Three Seas, Three Centuries, One Scots-Irish Family

by Linda H. Matthews

Pub Date: Nov. 1st, 2009
ISBN: 978-1-55652-969-6
Publisher: Chicago Review Press

Chicago Review Press cofounder and former publisher Matthews traces her family history, uncovering an ordinary family’s place in, and effect on, history.

The author acknowledges that history is blurry and often imperfect, but she recounts the undisputed facts of her ancestry with a historian’s precision and fills in the blanks and the probables with a novelist’s imagination. Matthews charts an ordinary family, the Hammills, back centuries, as they made their way from southwest Scotland to Northern Ireland, then to the Chesapeake Bay region of North America, and finally on to the Pacific Northwest. In each setting and time period, the middle-class Hammills were literate and adaptable, comfortable with social structure and respected in their communities. As pioneers they seized opportunities presented to them. They were businessmen, clerks, lawyers, blacksmiths, wagon builders and lumber and flour millers.
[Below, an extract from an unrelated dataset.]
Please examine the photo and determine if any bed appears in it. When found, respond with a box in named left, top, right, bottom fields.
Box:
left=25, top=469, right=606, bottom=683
Matthews diligently follows them through historical and social events and shifts: mass migrations, religious persecutions, loss of ancestral lands, the American Revolution, slavery and the Civil War, westward expansion and economic depressions and booms. She illustrates how these major historical events affected the often-overlooked ordinary folk, and vice versa. As the family cyclically passes through the private dramas of births and deaths, weddings and funerals, hopes and disappointments, gains and losses, the author unassumingly taps into the natural rhythm of life and history, drawing numerous universal conclusions about family, ancestry and social interaction.

A deeply felt, illuminating narrative, ranging from textbook historical accounts to personal reflections.